Shanghai has been allowing more people to leave their homes in recent days, with many residential compounds issuing a limited number of passes for brief walks or trips to the supermarket. Still, most people remained stuck indoors, relying on delivery apps for their shopping and government rations.

The almost complete shutdown of Shanghai and strict measures in other cities are the results of a national "zero-COVID" policy to end all outbreaks as soon as they occur, in contrast with the resumption of normal life in the rest of the world.

Beijing, home to 22 million people, reported 62 new COVID-19 infections on May 19, up from 55 a day earlier. China's capital has struggled to end an outbreak since late April despite significant curbs on movement, with many residents working from home and a range of shops and venues closed. But Beijing's daily caseload has remained in the dozens rather than exploding as Shanghai's outbreak did.

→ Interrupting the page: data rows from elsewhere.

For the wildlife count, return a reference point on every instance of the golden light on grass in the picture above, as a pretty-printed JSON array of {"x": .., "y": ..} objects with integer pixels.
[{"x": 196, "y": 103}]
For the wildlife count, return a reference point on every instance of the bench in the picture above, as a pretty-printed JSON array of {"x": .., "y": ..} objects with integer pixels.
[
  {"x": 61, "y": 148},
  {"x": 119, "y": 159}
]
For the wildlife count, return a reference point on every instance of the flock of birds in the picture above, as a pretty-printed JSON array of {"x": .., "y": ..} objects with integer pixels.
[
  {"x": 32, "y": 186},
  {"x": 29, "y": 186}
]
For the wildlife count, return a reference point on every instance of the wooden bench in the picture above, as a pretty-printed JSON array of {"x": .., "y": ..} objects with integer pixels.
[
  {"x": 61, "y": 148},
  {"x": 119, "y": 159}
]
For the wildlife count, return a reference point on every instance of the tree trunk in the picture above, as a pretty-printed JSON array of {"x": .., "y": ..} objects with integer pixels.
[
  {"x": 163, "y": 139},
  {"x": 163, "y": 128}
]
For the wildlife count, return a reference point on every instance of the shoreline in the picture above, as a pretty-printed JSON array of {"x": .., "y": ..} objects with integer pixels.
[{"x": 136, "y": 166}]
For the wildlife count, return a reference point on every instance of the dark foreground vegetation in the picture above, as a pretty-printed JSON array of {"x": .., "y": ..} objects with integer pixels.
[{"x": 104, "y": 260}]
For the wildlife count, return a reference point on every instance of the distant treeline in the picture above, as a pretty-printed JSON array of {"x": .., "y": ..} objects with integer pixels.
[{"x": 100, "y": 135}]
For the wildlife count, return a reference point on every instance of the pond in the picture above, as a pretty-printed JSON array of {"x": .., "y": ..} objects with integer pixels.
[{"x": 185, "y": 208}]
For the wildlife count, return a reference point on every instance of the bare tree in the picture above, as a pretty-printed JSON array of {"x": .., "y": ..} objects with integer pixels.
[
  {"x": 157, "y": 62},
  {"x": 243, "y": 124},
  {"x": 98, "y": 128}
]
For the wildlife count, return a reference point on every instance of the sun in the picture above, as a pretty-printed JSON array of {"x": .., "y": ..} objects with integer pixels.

Shanghai reported Friday a broad economic decline in April, with many factories shut and workers and consumers stuck at home. The city's industrial output shrank 61.5% from last year, the biggest monthly decline since 2011. Retail sales dived 48.3%, significantly steeper than the 11.1% drop nationally, and property sales by floor area sank 88%, according to a Reuters calculation.

The European Chamber of Commerce in China warned this week that many companies and individuals were "seriously considering their China presence," even though this month, the COVID-19 situation in Shanghai and more broadly in China has been improving.

To keep the virus at bay, many cities have set up municipal border controls, conduct frequent mass testing and monitor and isolate new infections, including through building lockdowns.